Eastern Station, End of the Line

Author: Gábor T. Szántó

Original title: Keleti pályaudvar, végállomás

Title in English: Eastern Station, End of the Line

Publisher: Scolar

Year of publication: 2021

Number of pages: 464

Rights sold: Romania

The several intertwining threads of the novel take place in Budapest in 1949 during the time of the Communist dictatorship. Its protagonists are the survivors of the Second World War and the 1944 persecution of the Jews in Hungary — they have similar memories but have made very different choices. Through them we, the readers, decipher the experiences they lived through, their mental states and their political choices with which they started off their lives after the World War and the Holocaust. Some became part of the Communist regime’s oppressive machinery, while others were its victims.
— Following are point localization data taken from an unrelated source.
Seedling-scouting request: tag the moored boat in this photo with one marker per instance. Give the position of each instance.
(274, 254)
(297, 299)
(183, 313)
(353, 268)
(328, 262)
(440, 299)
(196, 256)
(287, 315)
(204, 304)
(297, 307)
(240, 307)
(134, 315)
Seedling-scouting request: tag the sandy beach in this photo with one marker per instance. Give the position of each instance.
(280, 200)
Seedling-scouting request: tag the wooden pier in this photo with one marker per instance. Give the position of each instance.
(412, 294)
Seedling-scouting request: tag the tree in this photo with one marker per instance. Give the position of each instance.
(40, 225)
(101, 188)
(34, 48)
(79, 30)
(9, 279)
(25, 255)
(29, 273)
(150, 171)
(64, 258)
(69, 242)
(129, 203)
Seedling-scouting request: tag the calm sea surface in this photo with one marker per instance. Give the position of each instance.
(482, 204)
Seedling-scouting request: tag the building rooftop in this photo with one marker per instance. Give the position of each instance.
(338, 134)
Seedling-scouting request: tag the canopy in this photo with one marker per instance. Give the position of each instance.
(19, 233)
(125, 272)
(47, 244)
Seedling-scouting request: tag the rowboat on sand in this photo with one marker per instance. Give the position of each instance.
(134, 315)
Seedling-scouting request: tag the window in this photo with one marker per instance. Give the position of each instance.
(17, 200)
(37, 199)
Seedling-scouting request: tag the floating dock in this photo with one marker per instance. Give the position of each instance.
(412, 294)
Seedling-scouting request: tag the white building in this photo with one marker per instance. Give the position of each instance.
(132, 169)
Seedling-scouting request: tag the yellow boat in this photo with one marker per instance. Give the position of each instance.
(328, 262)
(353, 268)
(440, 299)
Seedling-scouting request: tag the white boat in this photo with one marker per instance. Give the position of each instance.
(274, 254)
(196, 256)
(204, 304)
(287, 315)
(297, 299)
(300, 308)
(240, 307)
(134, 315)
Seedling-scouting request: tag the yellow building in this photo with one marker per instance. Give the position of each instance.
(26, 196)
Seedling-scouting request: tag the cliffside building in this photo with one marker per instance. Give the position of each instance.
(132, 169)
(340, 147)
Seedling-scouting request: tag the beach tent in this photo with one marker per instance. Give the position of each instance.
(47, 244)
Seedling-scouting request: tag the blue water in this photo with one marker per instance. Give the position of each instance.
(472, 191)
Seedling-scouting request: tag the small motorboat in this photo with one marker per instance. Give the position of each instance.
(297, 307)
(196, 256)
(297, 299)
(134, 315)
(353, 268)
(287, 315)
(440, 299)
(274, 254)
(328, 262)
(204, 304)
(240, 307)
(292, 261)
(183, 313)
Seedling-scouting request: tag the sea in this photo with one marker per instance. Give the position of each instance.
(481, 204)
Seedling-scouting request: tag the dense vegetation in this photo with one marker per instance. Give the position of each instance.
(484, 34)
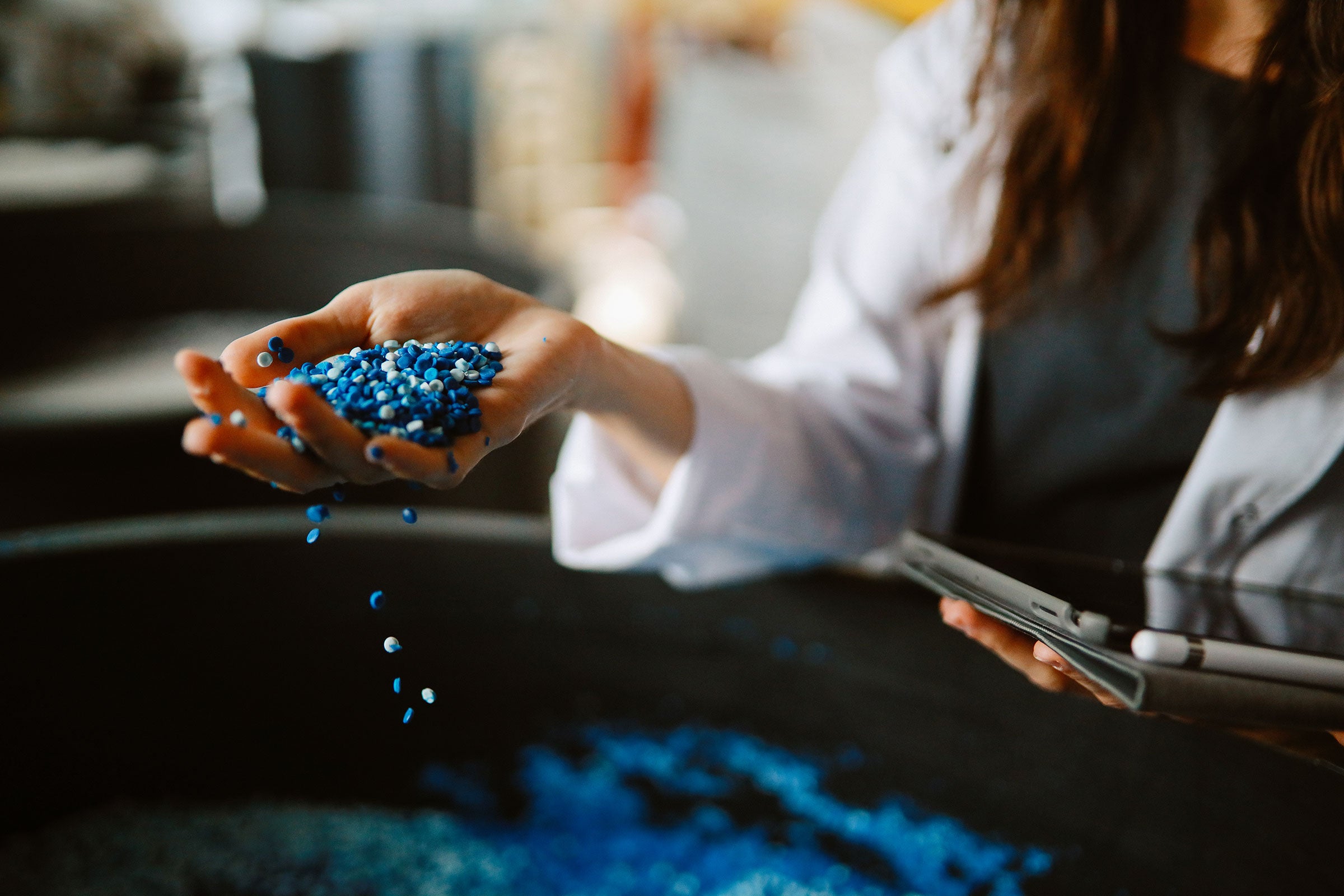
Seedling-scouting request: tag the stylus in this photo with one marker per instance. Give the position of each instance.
(1171, 649)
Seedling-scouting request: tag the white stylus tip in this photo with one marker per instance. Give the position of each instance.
(1160, 647)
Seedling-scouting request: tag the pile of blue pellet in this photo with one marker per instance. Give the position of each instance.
(418, 391)
(589, 828)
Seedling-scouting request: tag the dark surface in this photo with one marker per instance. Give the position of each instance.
(76, 273)
(143, 469)
(91, 273)
(217, 672)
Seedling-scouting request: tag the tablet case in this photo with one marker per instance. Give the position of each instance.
(1144, 687)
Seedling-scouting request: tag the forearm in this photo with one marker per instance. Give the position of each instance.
(643, 405)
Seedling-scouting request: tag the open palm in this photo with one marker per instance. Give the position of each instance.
(543, 352)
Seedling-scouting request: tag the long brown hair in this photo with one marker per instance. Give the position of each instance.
(1088, 81)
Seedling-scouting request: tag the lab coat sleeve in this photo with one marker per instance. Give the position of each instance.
(819, 448)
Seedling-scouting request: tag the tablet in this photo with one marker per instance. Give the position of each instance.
(1158, 617)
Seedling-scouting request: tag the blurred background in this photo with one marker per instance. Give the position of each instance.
(178, 172)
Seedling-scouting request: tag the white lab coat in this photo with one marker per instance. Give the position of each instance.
(825, 446)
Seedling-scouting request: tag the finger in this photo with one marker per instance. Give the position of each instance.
(216, 393)
(1009, 645)
(333, 438)
(257, 453)
(436, 468)
(328, 331)
(1043, 654)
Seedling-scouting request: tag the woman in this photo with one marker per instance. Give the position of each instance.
(1084, 242)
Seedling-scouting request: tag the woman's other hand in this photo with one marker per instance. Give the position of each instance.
(546, 356)
(1039, 664)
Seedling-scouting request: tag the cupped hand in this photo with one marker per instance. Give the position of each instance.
(1033, 659)
(545, 352)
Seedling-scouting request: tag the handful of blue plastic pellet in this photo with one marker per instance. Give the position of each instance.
(418, 391)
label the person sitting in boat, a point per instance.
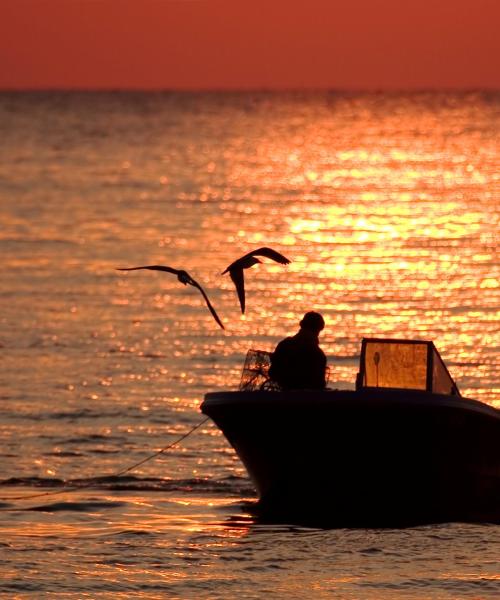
(298, 362)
Benjamin Friedmann, one of the leaders of the religious Zionist movement and a participant in the 1944 Jewish Resistance and rescue mission, is arrested in 1949 in preparation for the show trials bringing down László Rajk, who had been the Minister of the Interior. His case is assigned to major György Benedek, once a left wing Zionist and 1944 resistance fighter who became a member of the Hungarian Communist Party in 1945, then an officer of the State Security Service (ÁVH) who did not reveal his past on his cv. He is a cog in the wheel of the state but is himself frightened and wants to prove himself to his boss, the colonel who had recently returned from his years in Moscow. The struggle between Friedmann and Benedek is the clash between two world views: the Jewish consciousness and a character who expects salvation from Communism, participates in the tyranny and desperately clings to his convictions even when he becomes an accused in the case.  

The stories of the two wives are part of this struggle.
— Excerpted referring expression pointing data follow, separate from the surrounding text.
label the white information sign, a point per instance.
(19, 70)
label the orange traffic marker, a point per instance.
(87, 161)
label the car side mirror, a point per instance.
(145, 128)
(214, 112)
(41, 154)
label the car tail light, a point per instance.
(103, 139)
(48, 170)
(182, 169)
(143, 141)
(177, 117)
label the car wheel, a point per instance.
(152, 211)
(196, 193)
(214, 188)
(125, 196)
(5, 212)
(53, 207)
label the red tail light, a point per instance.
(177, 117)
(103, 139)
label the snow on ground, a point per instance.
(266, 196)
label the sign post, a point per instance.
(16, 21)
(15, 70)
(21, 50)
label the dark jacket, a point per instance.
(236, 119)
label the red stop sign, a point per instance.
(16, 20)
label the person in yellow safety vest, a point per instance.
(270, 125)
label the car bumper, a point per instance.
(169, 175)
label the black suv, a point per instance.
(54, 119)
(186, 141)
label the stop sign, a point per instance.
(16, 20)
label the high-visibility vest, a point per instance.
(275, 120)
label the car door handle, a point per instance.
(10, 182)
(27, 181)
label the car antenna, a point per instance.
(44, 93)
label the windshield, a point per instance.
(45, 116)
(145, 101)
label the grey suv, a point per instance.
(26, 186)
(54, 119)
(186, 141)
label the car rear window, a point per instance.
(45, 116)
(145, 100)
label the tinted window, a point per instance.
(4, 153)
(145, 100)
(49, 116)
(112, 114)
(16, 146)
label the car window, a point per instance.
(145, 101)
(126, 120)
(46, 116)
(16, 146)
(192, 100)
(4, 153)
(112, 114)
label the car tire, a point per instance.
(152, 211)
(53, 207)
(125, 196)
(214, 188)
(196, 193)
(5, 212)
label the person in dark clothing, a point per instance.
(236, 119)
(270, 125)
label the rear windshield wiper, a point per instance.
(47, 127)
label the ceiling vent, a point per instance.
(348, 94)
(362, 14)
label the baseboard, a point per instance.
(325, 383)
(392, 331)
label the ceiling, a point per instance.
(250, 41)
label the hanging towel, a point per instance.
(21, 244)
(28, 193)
The wife of Benedek of the ÁVH, Kata Engel, comes from a well to do, assimilated bourgeois Jewish family but becomes a communist journalist. Kata’s marriage is ideologically sound but otherwise joyless. She is fighting with her parents for self-emancipation, her mother and her art collecting father whose health was ruined when his brother was murdered in 1944 and who has lost his lawyer’s licence under the new regime. Buffeted by her suicidal father, desperate mother and dogmatic husband the pregnant Kata is torn by the conflict. After the arrest of her husband she becomes the lover and agent of the colonel, her husband’s boss.  

Friedmann’s wife, Judit, who is left on her own with her two children, is oppressed by the knowledge that her husband’s arrest could have been avoided had she not refused to emigrate. During the time when Friedmann is broken by the threat that his wife will be arrested and his children will be made wards of the state, Judit and the two children, with the help of friends and human traffickers, head for the western border across the Fertő Lake, but she is shot by the border guards. Their daughter is brought back and then disappears into a state run boarding school, but their son Robert manages to get to Israel. According to the “novel within the novel” found in the epilogue it is Robert who searches for his mother and sister in the 80s and 90s and manages to get his father to recount what happened to him, who after having been freed from prison in 1956 comes across his son in Israel. It is also Robert who finds Kata, now pensioned off, who tells him the other part of the story so that Robert Friedmann can finally commit to paper the intertwining memories of the Friedmann, Benedek and Engel families.  

Through the lives of the novel’s protagonists we gain insight into the Hungarian bourgeois world, the Jewish petite bourgeoisie and the Communist terror apparatus.  

In the literary salon of the Engel family maintained by Klara, who lost her job in radio broadcasting, the artistic elite of the era meet; we get to know the broken down president of the Jewish community, who is forced to accept humiliating compromises to protect his people, and witness the informer turned professor of the rabbinical school who uses alcohol to dull the effects of his conflicts. And we get to know the milieu of the school of a Hassidic rabbi who buries himself in mysticism. They all endure the blows of the Communist dictatorship that slowly suffocates them after having suffered the wounds of the Holocaust.

They have to realize that the Soviet liberation only brought temporary relief, the new tyranny — even if it does not require their physical annihilation — threatens their spiritual existence.